Wednesday, October 14, 2009

Burmese Army Dispatches Troops To NDA-K For BGF Formation

To expedite and implement conversion to the Border Guard Force (BGF), the Burmese Army has dispatched troops to the headquarters of the New Democratic Army-Kachin (NDA-K), a Kachin ceasefire group, which accepted the proposal in June, said a local source.

Early last week, half the number of Burmese troops in the Bhamo-based Infantry Battalion (IB) No. 236 were sent to Pangwa, the headquarters of NDA-K in eastern Kachin State close to the border with China's Yunnan province, said a local source close to the battalion.

The troops from IB No. 236 left for the NDA-K's capital Pangwa to form new army battalions under the BGF to be controlled by the Burmese Army, the source added.
Pangwa sources said, NDA-K is gearing up to accept the given percentage of Burmese soldiers to be inducted in the separate Kachin NDA-K battalions according to the agreement between the NDA-K and Burmese Army before Burmese soldiers from Bhamo departed for Pangwa.

It is mandatory for the Burmese Army-monitored BGF to have troops of the ethnic ceasefire groups. There will be a total of 326 soldiers in every BGF battalion but 27 officers of the total will be from the Burmese Army.

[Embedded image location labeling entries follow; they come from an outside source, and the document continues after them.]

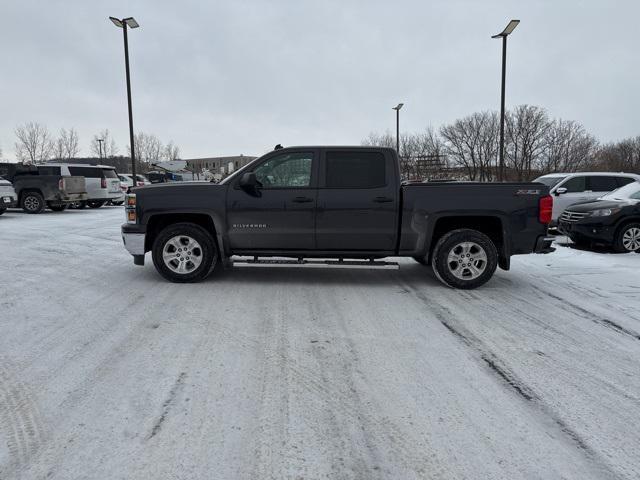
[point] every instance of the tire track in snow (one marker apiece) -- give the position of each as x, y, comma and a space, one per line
497, 367
605, 322
21, 424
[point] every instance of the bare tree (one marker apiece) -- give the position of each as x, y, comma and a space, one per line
66, 146
109, 147
569, 147
149, 148
622, 156
472, 143
171, 151
34, 143
525, 134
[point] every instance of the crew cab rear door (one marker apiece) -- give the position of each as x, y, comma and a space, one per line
280, 215
357, 201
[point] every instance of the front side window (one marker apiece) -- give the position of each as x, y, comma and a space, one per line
290, 170
47, 170
602, 184
575, 185
87, 172
355, 170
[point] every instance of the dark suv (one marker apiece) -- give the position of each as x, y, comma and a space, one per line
613, 219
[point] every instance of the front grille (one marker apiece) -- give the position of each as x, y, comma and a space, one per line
572, 217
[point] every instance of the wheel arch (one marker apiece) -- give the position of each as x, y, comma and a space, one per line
492, 225
157, 222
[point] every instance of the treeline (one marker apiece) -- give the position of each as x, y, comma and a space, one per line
535, 144
35, 144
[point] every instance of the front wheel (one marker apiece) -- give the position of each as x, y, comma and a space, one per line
33, 202
628, 239
184, 253
464, 259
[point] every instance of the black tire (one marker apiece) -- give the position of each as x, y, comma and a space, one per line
177, 233
422, 260
627, 238
57, 207
477, 271
33, 202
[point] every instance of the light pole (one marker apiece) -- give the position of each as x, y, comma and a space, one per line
131, 23
504, 34
397, 109
100, 140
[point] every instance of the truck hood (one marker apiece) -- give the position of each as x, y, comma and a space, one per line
597, 205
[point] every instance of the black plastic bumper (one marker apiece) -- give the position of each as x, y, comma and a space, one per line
543, 245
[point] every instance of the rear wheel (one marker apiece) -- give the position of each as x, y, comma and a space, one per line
464, 259
33, 202
628, 238
184, 253
57, 207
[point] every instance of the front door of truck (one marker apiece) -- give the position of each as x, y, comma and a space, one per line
357, 201
280, 213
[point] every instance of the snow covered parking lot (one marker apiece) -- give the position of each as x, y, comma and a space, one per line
107, 371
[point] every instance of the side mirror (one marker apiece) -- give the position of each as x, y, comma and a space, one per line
249, 183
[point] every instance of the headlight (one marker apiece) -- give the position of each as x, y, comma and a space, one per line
605, 212
130, 208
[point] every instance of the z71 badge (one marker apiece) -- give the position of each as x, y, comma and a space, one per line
249, 225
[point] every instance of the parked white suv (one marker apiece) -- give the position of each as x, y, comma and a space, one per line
103, 184
571, 188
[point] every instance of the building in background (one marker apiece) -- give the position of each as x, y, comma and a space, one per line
218, 165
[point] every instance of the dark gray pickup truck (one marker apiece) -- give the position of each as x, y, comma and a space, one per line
37, 191
346, 204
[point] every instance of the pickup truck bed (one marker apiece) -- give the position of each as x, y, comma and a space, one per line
336, 202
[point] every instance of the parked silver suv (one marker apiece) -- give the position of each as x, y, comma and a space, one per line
571, 188
103, 183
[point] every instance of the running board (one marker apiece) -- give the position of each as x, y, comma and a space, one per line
302, 263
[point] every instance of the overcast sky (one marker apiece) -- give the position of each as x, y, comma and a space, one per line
231, 77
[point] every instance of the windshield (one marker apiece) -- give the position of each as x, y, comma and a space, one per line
550, 181
629, 191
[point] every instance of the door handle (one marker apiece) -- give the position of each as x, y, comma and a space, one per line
302, 200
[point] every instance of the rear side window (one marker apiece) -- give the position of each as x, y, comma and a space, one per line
622, 181
45, 170
355, 170
88, 172
575, 184
602, 184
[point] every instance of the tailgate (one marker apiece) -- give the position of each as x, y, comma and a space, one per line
74, 185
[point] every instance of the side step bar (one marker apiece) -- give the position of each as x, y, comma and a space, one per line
371, 264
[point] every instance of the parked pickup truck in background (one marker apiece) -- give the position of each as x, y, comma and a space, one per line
336, 203
8, 196
36, 191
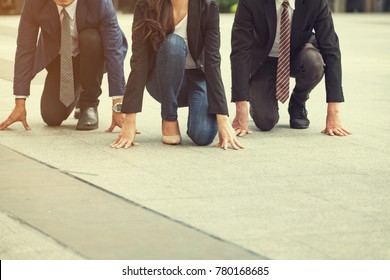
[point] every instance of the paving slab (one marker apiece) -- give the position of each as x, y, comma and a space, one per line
319, 197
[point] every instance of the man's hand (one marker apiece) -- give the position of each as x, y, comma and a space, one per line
226, 134
19, 114
333, 123
117, 118
126, 137
240, 122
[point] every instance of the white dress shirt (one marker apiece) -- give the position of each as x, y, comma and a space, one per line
275, 48
71, 10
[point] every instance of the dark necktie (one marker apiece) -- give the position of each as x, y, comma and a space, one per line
67, 96
283, 71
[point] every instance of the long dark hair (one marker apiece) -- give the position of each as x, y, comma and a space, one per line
157, 22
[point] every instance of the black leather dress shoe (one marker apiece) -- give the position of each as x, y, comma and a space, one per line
88, 119
298, 114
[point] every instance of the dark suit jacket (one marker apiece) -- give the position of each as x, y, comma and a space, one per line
42, 16
253, 35
203, 42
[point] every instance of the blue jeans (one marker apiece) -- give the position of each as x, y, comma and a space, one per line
170, 79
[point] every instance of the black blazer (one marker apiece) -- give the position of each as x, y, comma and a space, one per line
203, 42
253, 35
41, 17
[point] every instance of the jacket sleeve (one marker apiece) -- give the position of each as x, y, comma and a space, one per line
328, 44
25, 51
114, 47
215, 89
139, 63
242, 45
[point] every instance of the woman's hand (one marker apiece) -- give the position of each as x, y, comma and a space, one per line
126, 137
226, 134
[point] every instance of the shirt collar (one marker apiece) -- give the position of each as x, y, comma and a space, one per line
280, 2
71, 9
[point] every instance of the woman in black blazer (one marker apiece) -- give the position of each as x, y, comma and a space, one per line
176, 56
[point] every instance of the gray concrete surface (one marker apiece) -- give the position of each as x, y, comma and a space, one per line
319, 197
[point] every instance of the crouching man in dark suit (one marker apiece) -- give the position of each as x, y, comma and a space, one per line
78, 41
273, 40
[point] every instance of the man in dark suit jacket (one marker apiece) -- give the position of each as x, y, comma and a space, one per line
254, 58
97, 44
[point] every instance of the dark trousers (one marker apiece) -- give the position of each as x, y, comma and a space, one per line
307, 68
88, 69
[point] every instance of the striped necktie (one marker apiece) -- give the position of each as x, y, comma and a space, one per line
283, 70
67, 96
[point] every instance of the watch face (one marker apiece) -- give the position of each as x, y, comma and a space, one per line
117, 107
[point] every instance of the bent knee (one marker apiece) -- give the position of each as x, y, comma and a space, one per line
266, 123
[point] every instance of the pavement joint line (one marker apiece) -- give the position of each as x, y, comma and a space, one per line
58, 242
133, 203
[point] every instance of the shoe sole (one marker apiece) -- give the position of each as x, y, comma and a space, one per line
299, 127
87, 127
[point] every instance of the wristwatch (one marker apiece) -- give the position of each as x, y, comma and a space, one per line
117, 107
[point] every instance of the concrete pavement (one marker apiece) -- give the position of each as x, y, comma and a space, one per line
319, 197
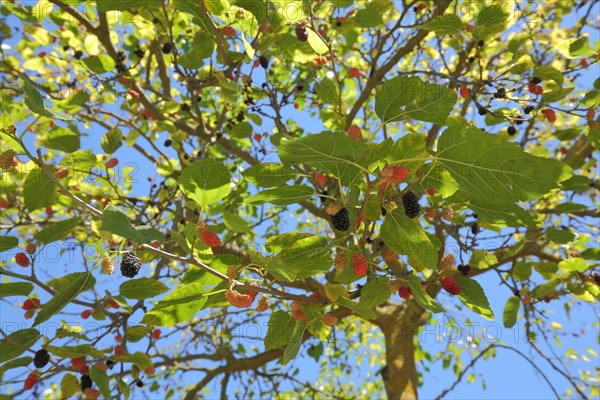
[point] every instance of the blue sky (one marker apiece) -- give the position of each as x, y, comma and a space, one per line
506, 377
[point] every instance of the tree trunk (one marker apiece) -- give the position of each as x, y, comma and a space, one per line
399, 324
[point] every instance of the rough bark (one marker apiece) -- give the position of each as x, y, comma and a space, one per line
399, 324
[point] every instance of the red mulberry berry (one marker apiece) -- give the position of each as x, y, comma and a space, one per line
237, 299
359, 262
301, 33
394, 174
450, 285
404, 292
31, 380
210, 238
550, 115
320, 178
355, 73
22, 260
329, 320
355, 133
31, 304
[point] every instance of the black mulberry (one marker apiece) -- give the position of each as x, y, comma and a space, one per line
264, 62
86, 382
41, 358
301, 33
130, 265
411, 204
341, 220
464, 269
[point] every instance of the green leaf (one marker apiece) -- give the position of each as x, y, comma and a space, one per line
141, 360
303, 258
101, 380
444, 24
522, 270
15, 289
124, 388
282, 196
293, 346
505, 214
235, 223
179, 306
69, 385
473, 296
62, 139
112, 140
482, 259
327, 91
269, 174
137, 332
205, 181
316, 42
409, 97
316, 326
328, 152
406, 236
57, 231
374, 292
16, 343
8, 242
142, 288
511, 309
579, 47
100, 63
368, 18
496, 171
35, 102
357, 308
38, 190
115, 221
422, 298
546, 72
123, 5
559, 235
64, 297
574, 264
492, 15
315, 351
61, 284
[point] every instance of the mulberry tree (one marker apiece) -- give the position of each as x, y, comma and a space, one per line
267, 198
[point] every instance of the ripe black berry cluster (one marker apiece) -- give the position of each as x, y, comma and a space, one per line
464, 269
130, 265
341, 220
264, 62
301, 33
41, 358
411, 204
86, 382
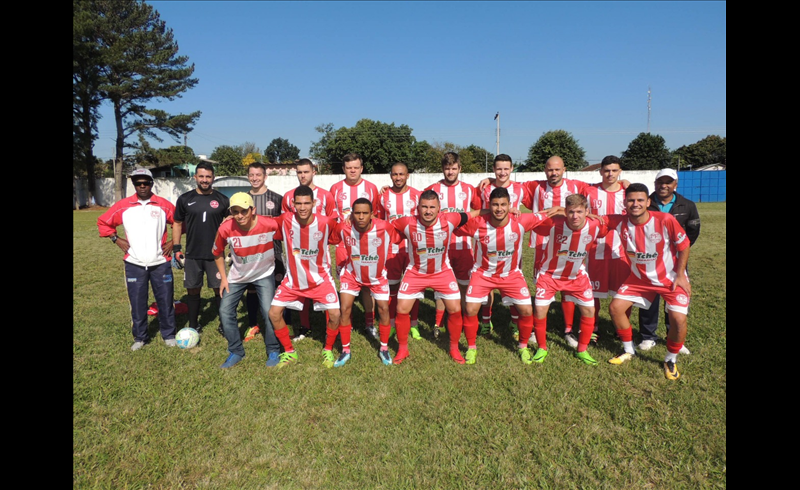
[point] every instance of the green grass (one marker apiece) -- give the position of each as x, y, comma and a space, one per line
167, 418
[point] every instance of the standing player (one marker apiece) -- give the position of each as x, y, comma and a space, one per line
308, 272
429, 234
658, 248
455, 197
203, 210
503, 167
607, 263
324, 206
498, 244
251, 239
562, 268
368, 244
345, 192
399, 200
144, 217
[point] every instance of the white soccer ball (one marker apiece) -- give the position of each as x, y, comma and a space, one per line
187, 338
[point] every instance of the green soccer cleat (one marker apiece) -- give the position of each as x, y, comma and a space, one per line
586, 358
472, 356
287, 358
328, 358
540, 355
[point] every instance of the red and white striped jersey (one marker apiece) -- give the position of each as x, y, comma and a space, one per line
307, 257
252, 251
457, 198
344, 195
602, 203
367, 252
323, 202
427, 245
392, 206
516, 193
653, 246
540, 196
565, 250
499, 250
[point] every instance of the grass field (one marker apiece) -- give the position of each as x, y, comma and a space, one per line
166, 418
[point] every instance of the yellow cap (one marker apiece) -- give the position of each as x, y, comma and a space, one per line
242, 200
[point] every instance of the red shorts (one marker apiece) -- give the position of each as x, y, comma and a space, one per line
578, 290
513, 288
323, 295
443, 284
395, 266
607, 275
462, 262
348, 284
642, 294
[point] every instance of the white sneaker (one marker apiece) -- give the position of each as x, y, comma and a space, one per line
646, 345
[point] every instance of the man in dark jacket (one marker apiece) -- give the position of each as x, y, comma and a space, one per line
666, 200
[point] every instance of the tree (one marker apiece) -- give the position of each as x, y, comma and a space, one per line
710, 150
379, 144
551, 143
646, 152
280, 150
139, 63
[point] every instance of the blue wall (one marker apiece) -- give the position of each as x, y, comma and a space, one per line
703, 185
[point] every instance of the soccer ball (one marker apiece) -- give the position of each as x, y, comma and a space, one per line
187, 338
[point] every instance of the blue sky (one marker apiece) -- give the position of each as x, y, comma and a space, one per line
279, 69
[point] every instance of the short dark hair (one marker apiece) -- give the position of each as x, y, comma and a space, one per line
499, 192
304, 190
637, 187
429, 194
204, 166
362, 200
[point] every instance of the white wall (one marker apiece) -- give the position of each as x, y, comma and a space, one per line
171, 188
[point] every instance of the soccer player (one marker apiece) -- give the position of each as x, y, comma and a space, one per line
368, 243
267, 203
498, 244
607, 263
144, 217
562, 269
503, 166
658, 248
345, 192
202, 209
397, 201
429, 234
455, 197
308, 273
324, 206
251, 239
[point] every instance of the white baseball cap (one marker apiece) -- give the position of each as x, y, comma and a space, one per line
667, 172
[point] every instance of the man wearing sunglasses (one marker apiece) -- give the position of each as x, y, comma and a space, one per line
145, 217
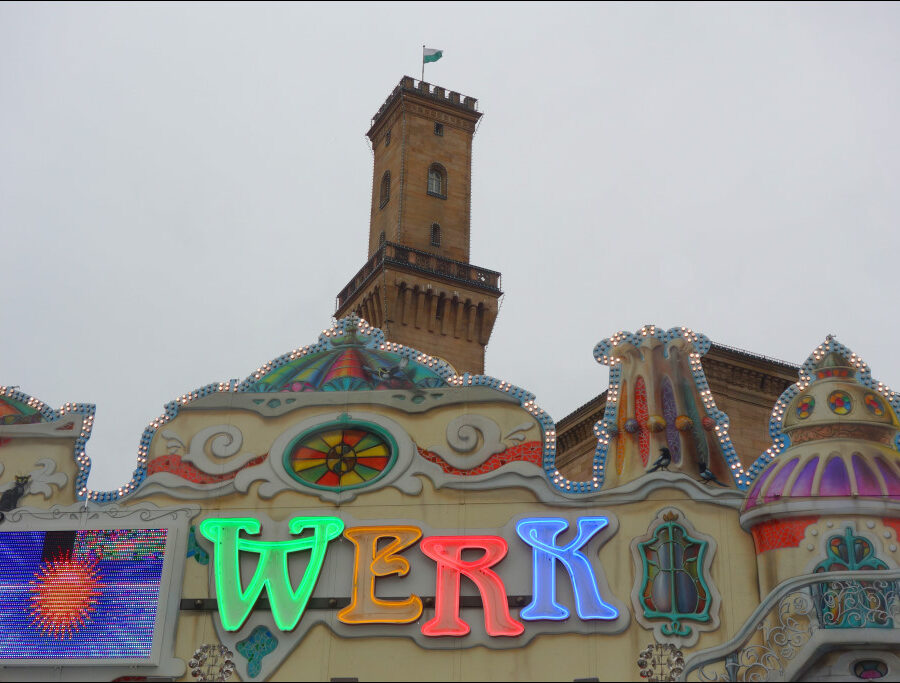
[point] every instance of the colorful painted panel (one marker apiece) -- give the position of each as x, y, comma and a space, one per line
839, 402
620, 424
851, 604
641, 414
670, 414
350, 362
79, 594
805, 407
874, 405
673, 586
339, 457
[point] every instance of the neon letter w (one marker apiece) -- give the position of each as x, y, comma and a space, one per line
271, 572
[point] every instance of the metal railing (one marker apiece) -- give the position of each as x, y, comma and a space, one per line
423, 262
800, 616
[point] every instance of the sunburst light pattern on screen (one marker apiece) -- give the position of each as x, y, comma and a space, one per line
79, 594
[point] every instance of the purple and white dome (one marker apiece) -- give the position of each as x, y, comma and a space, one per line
841, 456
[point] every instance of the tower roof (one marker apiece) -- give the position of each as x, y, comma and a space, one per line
429, 94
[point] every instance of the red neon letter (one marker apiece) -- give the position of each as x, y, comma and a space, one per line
447, 552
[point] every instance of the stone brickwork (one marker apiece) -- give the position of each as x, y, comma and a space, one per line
422, 294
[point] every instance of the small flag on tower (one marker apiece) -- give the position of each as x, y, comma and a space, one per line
429, 54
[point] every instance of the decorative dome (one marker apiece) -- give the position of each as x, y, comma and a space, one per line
352, 356
823, 474
835, 433
836, 395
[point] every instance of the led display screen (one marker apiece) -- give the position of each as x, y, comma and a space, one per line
86, 594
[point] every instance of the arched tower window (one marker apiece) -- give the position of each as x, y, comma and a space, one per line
385, 189
437, 181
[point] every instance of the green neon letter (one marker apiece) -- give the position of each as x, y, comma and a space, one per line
271, 572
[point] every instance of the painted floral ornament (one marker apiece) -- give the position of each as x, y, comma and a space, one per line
683, 423
656, 424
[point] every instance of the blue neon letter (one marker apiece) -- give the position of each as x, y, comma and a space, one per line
540, 533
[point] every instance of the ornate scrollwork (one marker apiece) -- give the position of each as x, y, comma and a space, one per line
766, 651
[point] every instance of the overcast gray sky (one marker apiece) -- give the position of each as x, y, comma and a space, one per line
185, 188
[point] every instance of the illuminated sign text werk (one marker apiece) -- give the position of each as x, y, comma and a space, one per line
377, 555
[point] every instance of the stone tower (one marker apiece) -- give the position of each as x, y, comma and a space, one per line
418, 285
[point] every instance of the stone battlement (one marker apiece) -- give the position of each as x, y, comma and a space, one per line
414, 86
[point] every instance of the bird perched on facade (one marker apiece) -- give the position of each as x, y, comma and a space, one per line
707, 476
663, 461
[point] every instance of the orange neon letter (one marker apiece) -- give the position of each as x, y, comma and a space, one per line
447, 552
364, 607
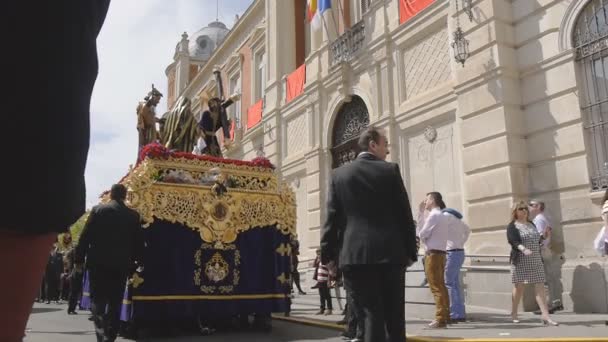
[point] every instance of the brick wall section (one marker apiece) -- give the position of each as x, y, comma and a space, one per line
171, 88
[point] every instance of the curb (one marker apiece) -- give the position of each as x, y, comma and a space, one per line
413, 338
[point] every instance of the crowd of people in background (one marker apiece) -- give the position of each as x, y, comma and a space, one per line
62, 278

Since the group has agreed to transform its army into three battalions of the BGF under the Ministry of Defense of Burma's ruling junta, it is implementing the regime’s directive, NDA-K sources said.

The BGF proposal states that a total of 81 Burmese military officers have to be included in the three battalions of the BGF formed by the NDA-K.

The NDA-K supreme leader Zahkung Ting Ying split from the Kachin Independence Organization (KIO) in 1968 and formed the 101st Division of the Communist Party of Burma (CPB) before it split again from the CPB and formed the NDA-K in December 15, 1989.

There was an unsuccessful attempt to oust NDA-K leader Ting Ying on September 14, 2005, by the group's senior leaders’ led by General Secretary Layawk Ze Lum in Pangwa, while he was temporarily in Myitkyina, the capital of Kachin State.

During a fervent week-long power struggle between General Secretary Ze Lum and the pro-Ting Ying group in Pangwa, the latter was provided protection in Myitkyina by Maj-Gen Ohn Myint, the junta's former Northern Regional Command commander.

Ting Ying told villagers of Tang Hpre on the Irrawaddy River's confluence hydropower project, 27 miles north of Myitkyina on August 17 that he wanted the KIO to accept the BGF proposal, said local villagers.

The ruling junta is trying to mobilize all ethnic ceasefire and non-ceasefire groups in the country under a single command of the Military of Defense before the 2010 general elections in the country.